I’ve been thinking that the NSA “surveillance state” story disturbs many people because it runs counter to our presumptions of innocence and privacy.  We understand that citizens should not be punished as criminals without due process.  We also think well-meaning citizens will not be treated as criminals.  Law-abiding people strolling down Main Street expect to be treated differently that prisoners shuffling through a cell block on their way to the exercise yard.

But of course, we don’t really expect agents of the government to be completely blind.  They couldn’t detect and thwart or punish lawbreakers if they were.  And if the government could not keep any secrets, it also would not be able to respect the confidentiality of its dealings with any citizens, or pursue proper legal cases against real miscreants.  Does anyone want those information-yearns-to-be-free Wikileaks types to expose and publish the IRS database of all taxpayers, or confidential law enforcement data that would thwart the hunt for a dangerous killer?
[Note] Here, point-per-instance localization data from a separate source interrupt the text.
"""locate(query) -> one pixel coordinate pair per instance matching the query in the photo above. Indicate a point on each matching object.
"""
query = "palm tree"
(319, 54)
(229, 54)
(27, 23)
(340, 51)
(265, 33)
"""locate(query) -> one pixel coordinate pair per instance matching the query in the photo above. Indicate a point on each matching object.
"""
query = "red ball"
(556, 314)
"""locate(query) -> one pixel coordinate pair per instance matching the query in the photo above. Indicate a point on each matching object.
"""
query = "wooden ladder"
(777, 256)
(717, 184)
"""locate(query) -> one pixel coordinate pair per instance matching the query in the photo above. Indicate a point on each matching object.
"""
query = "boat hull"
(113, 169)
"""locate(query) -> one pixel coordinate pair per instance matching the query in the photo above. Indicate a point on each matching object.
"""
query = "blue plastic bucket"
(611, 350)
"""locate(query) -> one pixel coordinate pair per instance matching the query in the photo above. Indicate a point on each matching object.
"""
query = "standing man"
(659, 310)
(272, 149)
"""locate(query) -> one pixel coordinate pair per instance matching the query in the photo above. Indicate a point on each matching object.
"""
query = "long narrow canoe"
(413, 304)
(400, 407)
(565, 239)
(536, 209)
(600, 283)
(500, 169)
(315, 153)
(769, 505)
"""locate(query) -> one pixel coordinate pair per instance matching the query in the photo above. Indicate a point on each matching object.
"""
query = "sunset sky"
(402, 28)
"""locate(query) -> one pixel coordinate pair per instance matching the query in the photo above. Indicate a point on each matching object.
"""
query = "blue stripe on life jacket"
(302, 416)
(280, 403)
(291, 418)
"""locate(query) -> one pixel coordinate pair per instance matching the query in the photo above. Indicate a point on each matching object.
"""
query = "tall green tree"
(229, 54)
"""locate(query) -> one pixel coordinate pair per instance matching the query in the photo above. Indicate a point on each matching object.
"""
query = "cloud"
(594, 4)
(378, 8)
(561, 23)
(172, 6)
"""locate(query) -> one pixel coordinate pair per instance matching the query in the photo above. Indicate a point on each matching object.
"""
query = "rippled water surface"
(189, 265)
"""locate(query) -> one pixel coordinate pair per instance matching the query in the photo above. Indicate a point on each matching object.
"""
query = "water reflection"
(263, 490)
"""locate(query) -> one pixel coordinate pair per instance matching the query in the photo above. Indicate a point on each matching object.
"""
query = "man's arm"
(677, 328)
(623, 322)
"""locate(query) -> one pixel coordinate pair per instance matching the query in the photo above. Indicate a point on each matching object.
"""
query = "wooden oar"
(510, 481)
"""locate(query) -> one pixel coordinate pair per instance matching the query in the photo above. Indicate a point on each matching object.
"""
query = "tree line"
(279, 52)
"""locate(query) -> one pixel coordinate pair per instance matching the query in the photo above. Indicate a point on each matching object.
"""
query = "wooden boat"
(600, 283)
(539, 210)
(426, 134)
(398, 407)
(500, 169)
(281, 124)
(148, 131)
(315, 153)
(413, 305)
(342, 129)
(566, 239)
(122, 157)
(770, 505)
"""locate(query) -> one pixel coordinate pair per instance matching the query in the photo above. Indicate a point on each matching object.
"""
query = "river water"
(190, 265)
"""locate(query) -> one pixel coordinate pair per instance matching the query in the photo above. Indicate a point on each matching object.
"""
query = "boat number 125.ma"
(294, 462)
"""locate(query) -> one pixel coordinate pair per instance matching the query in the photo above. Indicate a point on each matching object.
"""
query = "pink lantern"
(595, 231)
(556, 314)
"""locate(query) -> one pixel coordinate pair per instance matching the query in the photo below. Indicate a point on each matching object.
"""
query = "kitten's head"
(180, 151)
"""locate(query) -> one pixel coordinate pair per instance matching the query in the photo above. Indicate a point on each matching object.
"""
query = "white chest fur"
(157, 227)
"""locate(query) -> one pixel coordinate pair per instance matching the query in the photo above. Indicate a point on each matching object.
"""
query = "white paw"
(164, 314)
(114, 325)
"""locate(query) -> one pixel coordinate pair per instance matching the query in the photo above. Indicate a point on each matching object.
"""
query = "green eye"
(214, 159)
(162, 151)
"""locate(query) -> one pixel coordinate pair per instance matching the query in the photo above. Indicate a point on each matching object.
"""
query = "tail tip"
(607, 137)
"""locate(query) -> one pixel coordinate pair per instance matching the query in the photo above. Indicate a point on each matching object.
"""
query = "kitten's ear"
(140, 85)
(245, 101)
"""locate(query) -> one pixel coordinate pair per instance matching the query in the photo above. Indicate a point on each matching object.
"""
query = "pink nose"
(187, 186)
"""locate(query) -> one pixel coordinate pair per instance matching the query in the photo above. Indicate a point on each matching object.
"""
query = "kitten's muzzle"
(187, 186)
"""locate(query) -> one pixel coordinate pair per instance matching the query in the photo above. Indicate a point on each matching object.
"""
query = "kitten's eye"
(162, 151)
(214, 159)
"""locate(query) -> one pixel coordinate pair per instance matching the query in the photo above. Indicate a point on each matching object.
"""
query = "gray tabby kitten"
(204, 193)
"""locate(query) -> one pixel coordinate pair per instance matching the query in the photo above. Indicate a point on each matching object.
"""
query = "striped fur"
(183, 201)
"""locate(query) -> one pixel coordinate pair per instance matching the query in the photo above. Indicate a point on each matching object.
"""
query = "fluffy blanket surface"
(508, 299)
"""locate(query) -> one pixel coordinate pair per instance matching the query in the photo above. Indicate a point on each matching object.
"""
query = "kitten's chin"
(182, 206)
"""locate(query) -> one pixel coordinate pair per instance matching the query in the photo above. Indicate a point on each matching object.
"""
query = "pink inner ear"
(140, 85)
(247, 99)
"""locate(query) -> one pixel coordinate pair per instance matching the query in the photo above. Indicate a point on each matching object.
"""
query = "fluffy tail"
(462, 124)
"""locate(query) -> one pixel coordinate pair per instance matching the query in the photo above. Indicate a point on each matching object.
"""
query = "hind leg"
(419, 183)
This is all really a matter of degree.  Most people don’t mind the agents of government observing us in a relatively casual manner, or keeping certain things secret.  We’re comfortable with more intensive surveillance when due process is observed, and specific persons of interest are identified.  It’s not really a choice between Big Brother and no surveillance at all, any more than government is a choice between bloated all-controlling socialism and lawless anarchy.

One example of this principle that comes to mind is traffic cameras mounted on street lights.  Some areas have encountered heavy resistance to automated systems that snap photos of license plates and issue citations.  The people raising those objectives don’t think everyone should be allowed to run red lights or blow past the speed limit with impunity.  They obviously don’t relish the thought of getting pulled over by a human cop, but they have no objection in principle to such officers performing their duties.  (How often have you, or a fellow passenger in a car, wondered “Where the heck are all the cops?” when you see someone driving stupidly?)  But they get nervous when the laws are enforced by unblinking, merciless robots.

Similar reservations can be found in the matter of domestic drones – not the armed Predator variety, but the use of domestic drones in domestic airspace for law enforcement, which is going to grow very rapidly over the next few years.  A police drone isn’t doing anything that an officer in a helicopter couldn’t do; they’re just impersonal and relentless.  People who think nothing about seeing a “bear in the air” cruising over the highway are going to get jittery when it’s a menacing UAV painted in sheriff’s colors.

Unfortunately, those presumptions of innocence are wholly incompatible with the maternal, activist super-State, which is very much in the business of punishing activities that are not criminal, and is ravenous for information about her child-citizens.